A cartografia histórica tornava-se
um poderoso traço de união entre os
eruditos, as chancelarias e os Exércitos. Black não conta, mas, no Brasil,
o barão do Rio Branco derrotou as
pretensões territoriais argentinas e
francesas lançando mão de um conhecimento superior derivado da
compilação e da interpretação de
documentos cartográficos coloniais.
As Províncias Unidas alcançaram
a unidade e a soberania com a Guerra dos 80 Anos (1568-1648). Mesmo
assim, entre 1697 e 1701, Menso Alting publicou um atlas histórico com
14 mapas representando as Províncias Unidas desde o século 1º a.C. até
o século 13.
O anacronismo, um expediente
clássico da história da "formação"
das nações, é um componente vital
de grande parte dos atlas históricos.
O segundo volume do "Atlas d'Histoire et de Géographie", de Drioux e
Leroy, publicado em 1867 e adaptado às normas da educação pública
francesa, celebrava a evolução da
"França eterna", em estágios sucessivos de glória crescente, sob Carlos
Magno, os Bourbon, Napoleão e Napoleão 3º.
Formação da pátria
Patriotismo, expansionismo, imperialismo. Atlas poloneses do início
do século 19 enfocavam a partilha do
país entre Rússia, Prússia e Áustria,
configurando uma plataforma geopolítica para a restauração da unidade. Atlas escolares alemães do final
daquele século conferiam às guerras
de Bismarck o sentido de cumprimento de um destino. Enquanto isso, a cartografia histórica inglesa se
concentrava na extensão do império
e traçava paralelos entre a "Pax Britannica" e a "Pax Romana".
O paradigma da Roma clássica
aparece em outros lugares, até mesmo no "Atlas de Portugal", de Aristides Girão, publicado em 1959, sob o
regime de Salazar.
O século 20 ocupa a metade da
obra na qual a narrativa perde um
pouco da força e do foco, como reflexo das dificuldades de abordagem
de um fenômeno que se torna excessivamente multifacetário, abrangendo atlas nazistas, comunistas, liberais nacionalistas, terceiro-mundistas e étnicos.

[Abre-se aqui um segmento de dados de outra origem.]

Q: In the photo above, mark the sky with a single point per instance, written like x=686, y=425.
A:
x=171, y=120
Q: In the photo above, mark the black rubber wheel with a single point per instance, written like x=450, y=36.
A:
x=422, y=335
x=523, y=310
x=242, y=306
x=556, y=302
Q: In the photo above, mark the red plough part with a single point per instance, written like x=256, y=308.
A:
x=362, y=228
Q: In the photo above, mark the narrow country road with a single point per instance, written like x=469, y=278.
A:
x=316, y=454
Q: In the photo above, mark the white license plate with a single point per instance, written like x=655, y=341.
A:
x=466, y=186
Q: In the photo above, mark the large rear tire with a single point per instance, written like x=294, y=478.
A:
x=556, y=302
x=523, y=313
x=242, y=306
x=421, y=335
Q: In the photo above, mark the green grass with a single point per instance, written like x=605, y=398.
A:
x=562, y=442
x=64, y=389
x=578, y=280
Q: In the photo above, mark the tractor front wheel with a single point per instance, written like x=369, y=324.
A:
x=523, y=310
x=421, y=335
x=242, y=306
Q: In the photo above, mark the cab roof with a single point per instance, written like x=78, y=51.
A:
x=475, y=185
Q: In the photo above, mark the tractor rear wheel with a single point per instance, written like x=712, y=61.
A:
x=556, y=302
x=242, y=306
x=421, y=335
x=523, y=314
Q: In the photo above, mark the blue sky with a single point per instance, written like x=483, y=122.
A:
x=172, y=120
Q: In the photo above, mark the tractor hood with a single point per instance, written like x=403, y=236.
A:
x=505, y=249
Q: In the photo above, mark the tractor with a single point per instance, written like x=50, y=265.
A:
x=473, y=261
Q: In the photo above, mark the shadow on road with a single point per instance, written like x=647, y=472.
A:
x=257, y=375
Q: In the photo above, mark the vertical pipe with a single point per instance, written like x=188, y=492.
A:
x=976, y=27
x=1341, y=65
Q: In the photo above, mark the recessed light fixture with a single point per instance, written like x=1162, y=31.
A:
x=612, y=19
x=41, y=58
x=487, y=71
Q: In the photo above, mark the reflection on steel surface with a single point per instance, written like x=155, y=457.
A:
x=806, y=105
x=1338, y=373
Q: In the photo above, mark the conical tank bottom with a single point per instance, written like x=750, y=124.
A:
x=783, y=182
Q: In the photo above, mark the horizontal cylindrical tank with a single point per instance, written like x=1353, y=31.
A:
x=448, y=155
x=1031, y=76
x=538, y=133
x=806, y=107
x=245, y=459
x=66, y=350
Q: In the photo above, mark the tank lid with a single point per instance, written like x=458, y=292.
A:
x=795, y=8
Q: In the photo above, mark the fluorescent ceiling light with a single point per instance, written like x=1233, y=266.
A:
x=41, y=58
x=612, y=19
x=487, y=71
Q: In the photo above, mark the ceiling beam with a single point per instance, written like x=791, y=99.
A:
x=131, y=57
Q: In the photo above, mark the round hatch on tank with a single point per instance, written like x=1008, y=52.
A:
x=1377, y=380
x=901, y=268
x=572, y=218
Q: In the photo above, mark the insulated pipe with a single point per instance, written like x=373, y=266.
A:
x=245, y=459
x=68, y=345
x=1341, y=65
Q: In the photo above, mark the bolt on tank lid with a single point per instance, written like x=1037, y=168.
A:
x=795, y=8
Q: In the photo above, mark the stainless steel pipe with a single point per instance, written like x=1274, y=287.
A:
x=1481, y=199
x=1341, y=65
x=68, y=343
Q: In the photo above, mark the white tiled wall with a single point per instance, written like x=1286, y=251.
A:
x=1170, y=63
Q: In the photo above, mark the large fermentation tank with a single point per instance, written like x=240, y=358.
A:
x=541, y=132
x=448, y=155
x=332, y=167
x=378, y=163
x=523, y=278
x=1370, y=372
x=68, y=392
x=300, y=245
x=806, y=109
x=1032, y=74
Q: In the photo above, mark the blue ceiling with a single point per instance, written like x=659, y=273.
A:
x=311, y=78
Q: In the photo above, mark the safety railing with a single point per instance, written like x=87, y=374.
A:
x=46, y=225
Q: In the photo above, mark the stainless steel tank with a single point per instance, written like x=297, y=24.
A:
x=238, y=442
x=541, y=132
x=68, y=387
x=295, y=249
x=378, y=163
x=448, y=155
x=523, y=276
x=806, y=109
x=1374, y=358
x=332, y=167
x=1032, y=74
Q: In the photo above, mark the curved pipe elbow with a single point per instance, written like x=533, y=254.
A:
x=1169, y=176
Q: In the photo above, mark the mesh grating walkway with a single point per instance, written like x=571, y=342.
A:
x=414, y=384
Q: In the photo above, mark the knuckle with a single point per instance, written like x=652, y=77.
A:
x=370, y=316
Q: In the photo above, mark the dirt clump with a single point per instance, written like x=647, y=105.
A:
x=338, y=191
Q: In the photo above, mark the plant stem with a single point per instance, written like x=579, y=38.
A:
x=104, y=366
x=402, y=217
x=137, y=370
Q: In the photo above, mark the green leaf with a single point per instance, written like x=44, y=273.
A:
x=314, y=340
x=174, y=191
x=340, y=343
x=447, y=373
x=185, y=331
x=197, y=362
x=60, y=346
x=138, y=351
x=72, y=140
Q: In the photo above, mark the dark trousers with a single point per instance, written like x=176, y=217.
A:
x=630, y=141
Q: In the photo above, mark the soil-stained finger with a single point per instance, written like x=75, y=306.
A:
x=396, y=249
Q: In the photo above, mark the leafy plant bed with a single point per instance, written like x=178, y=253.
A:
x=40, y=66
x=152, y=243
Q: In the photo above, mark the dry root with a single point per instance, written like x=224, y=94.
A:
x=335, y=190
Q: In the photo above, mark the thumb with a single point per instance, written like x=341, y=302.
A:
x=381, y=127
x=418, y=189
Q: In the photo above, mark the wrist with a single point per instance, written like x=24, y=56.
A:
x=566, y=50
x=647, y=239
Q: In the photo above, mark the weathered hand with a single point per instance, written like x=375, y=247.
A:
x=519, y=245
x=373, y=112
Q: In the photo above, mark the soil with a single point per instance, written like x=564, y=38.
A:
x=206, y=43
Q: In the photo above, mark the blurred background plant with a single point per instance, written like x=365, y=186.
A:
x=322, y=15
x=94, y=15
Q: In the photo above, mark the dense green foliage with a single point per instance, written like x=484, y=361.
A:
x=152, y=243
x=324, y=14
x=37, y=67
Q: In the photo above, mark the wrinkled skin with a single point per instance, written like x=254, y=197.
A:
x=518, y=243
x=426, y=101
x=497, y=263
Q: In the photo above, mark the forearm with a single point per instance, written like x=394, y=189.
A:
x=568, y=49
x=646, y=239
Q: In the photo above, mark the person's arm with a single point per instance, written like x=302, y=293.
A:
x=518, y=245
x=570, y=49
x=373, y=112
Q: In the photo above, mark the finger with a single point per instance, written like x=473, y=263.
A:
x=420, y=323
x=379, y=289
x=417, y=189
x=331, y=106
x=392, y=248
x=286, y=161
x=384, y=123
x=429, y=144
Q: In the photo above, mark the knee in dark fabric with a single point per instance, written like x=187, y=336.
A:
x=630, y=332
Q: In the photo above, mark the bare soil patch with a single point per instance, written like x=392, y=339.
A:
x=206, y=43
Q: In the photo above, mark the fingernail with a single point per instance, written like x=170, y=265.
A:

Mas a faca analítica de Jeremy
Black continua afiada e oferece passagens como essa: "Os conceitos
modernos de espaço são essencialmente aqueles difundidos por potências ocidentais e delimitados por
seus topógrafos no século 19. Os povos não-ocidentais que buscam entender sua história têm de enfrentar
o problema de descrever cartograficamente um período pré-ocidental
quando as noções indígenas de espaço eram diferentes e são, portanto,
difíceis de descrever em termos da
linguagem territorial cartográfica
moderna de linhas nítidas".
Papel cinza
O alemão Friedrich Benicken lançou, na década de 1820, atlas históricos que usavam novas tecnologias
gráficas. O projeto ambicioso foi um
fracasso de vendas, em parte devido
ao uso de papel cinza.
A edição brasileira de "Mapas e
História" incorre no mesmo erro: a
opção por papel reciclado afeta a legibilidade dos mapas, que são em
preto-e-branco. Na edição original,
da Yale University Press, os mapas
são impecáveis, e alguns estão impressos em cores. Mais: a tradução,
em algumas passagens, cria a falsa
impressão de que Black escreve mal.
Nada disso deveria afastar o leitor
interessado na produção das imagens que sustentam a linguagem política contemporânea.
Demétrio Magnoli é doutor em geografia
humana pela USP.
Mapas e História
428 págs., R$ 62
de Jeremy Black. Trad. de Cleide Rapucci.
Edusc (r. Irmã Arminda, 10-50, CEP 17011-160, Bauru, SP, tel. 0/xx/14/ 3235-7219).